A Erdogan estuvo a punto de pasarle lo mismo que a Mohamed Morsi en Egipto: un islamista que llegó al poder por medios democráticos en un país que también está dividido en dos partes casi iguales: los laicos, moderados, occidentalizados y modernos en una; y los tradicionalistas religiosos por otra. Morsi, una vez en la presidencia, se dedicó a gobernar sólo para la mitad de la población que lo apoya… y por eso ahora está fuera del poder, por un golpe de estado. Erdogan se ha vuelto cada vez más autoritario y ha revelado sus intenciones de imponer la agenda islámica. Pero hoy esas pulsiones autocráticas han sido acotadas, sanamente, por esos jóvenes que aún se siguen manifestando en Taksim.

El editor de Fortune en el país otomano destaca la psicología del primer ministro como tendiente a la paranoia. “Es un hombre al que lo traiciona su afán de siempre tener un enemigo, real o imaginario, para sentirse reforzado por la gente que lo apoya. Está movido por el resentimiento”, asesta.
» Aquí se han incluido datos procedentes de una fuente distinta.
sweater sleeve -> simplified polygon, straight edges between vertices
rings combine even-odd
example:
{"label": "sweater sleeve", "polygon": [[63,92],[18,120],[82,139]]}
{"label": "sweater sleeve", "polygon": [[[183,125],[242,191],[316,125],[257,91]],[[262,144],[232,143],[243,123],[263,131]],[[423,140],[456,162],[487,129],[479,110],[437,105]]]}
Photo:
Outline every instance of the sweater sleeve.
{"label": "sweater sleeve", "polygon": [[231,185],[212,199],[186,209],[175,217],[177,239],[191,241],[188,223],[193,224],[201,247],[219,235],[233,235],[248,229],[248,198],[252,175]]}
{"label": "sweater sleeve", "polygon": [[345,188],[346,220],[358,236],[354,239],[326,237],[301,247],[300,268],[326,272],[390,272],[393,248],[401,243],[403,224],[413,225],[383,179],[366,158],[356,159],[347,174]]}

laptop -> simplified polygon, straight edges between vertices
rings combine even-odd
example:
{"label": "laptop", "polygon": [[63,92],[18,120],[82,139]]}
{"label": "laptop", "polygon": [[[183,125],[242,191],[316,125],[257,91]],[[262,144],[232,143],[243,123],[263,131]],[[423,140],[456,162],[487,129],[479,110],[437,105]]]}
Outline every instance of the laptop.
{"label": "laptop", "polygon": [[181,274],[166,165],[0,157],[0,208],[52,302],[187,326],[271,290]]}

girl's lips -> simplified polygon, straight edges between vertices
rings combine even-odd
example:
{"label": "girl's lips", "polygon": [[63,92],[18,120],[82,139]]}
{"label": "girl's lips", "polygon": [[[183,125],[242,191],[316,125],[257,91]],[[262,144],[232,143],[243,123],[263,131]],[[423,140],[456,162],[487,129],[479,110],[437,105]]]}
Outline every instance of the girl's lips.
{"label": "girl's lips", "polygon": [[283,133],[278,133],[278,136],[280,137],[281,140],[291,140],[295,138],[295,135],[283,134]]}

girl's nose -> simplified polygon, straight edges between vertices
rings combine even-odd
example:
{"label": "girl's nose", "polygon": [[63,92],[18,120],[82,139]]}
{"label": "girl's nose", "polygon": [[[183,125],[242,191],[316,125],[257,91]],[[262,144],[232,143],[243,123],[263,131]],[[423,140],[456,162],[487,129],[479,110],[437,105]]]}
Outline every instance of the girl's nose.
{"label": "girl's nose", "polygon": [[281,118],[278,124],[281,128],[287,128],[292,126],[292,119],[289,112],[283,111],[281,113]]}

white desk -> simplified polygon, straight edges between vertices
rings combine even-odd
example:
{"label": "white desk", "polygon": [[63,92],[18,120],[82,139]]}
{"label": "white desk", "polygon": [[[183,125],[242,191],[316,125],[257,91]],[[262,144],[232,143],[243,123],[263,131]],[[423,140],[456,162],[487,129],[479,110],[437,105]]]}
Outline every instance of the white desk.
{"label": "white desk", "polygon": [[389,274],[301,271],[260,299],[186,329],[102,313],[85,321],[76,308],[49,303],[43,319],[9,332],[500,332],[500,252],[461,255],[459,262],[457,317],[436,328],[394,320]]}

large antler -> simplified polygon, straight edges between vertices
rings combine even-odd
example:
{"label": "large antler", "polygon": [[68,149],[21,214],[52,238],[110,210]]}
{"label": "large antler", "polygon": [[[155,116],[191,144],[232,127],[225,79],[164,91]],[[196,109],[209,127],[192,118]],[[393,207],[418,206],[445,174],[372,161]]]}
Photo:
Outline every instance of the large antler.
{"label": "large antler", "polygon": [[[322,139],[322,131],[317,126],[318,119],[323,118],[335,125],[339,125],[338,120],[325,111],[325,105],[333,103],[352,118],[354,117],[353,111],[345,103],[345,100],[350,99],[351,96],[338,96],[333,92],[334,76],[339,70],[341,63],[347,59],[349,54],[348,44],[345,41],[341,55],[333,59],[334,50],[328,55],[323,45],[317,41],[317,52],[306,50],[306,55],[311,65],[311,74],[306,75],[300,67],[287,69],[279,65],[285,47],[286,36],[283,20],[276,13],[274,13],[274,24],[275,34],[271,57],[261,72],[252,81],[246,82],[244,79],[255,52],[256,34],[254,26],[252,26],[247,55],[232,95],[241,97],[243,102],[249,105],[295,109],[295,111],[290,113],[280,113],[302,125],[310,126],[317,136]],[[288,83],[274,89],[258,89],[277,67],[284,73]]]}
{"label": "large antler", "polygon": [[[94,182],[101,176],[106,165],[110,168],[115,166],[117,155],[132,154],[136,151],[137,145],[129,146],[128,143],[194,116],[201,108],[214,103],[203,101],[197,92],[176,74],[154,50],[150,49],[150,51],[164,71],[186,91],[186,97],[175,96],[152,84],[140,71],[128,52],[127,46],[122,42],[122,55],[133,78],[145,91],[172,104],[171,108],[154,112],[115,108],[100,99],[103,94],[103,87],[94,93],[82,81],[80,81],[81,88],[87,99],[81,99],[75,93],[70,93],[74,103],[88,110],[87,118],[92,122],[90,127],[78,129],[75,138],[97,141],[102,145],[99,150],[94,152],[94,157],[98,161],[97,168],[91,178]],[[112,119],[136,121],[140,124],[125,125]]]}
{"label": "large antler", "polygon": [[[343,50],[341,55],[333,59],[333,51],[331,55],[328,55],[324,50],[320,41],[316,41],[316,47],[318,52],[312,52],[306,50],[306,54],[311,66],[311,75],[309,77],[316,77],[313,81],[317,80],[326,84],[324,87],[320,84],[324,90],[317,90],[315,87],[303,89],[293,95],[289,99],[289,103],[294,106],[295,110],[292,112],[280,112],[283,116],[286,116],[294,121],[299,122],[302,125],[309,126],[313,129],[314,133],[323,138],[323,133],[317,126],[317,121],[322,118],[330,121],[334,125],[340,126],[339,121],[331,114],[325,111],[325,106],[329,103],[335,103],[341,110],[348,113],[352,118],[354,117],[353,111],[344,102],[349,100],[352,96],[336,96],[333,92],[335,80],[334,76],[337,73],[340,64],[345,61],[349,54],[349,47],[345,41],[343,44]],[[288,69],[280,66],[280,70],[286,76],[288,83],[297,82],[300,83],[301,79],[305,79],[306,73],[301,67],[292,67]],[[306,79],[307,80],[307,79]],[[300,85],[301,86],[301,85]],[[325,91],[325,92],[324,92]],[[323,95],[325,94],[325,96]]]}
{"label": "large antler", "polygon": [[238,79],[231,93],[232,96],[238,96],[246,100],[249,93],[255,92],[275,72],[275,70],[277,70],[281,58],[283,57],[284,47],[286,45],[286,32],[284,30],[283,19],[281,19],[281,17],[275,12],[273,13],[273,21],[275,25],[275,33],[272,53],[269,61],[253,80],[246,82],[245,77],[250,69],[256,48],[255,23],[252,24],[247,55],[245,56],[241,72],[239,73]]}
Pero también están los logros…

Los logros de Erdogan son enormes. Hizo que la economía turca creciera 7% en promedio durante 10 años y sus políticas provocaron un récord de 26 trimestres seguidos de crecimiento, con lo que grandes masas de otomanos salieron de la pobreza y las clases medias se fortalecieron.

Gran administrador, impulsó los negocios y la libre empresa, además de presupuestos sanamente balanceados. Alérgico a las deudas, prepagó pasivos con el FMI. Bajó el desempleo y se fortaleció una nueva clase media en las provincias de Anatolia, las menos europeas de Turquía y las más islámicas, pero que han prosperado hasta formar un nuevo conglomerado enriquecido y educado. Entre 2002 y 2012 se multiplicó por tres la renta per cápita, rondando los $15 mil dólares (igual que México).

Apenas unos días antes de que explotara el descontento en Taksim, se anunció que el país había crecido 3% en el primer trimestre del año, un punto más de lo esperado. La agencia Moody’s le otorgaba a Turquía el grado de inversión. En su momento lo hizo Standard & Poor’s.

El “modelo turco” era una ruta hacia la democracia en las sociedades mahometanas: un islamismo moderado respetuoso tanto de las leyes laicas como de las minorías. Y, sobre todo, abierto a la globalización y a los negocios, capaz de formar sociedades que respetan su identidad pero que pueden enriquecerse y prosperar. Eso es lo que se perdió en gran parte en Taksim, junto con el prestigio de un líder que ofreció su peor cara a su gente y al mundo entero. Todo por una protesta local al parecer sin tanta importancia (como las manifestaciones en Sao Paulo por el aumento de 20 centavos al transporte), que no fue manejada con tino y que se ha convertido en un parteaguas en la historia de un país.

Aclaremos el punto…

Que no haya malentendidos. El hecho de haber cometido el error garrafal de reprimir a los manifestantes con extrema violencia (yerro que le puede significar perder la presidencia en las elecciones de 2014) no quita todo lo que ha avanzado Turquía gracias a Recep Tayyip Erdogan. La sociedad turca –incluidos los jóvenes laicos y cosmopolitas de la generación ‘ye’– le agradecen que haya vuelto a meter a los cuarteles a los militares, todopoderosos desde tiempos del padre de la patria, Ataturk.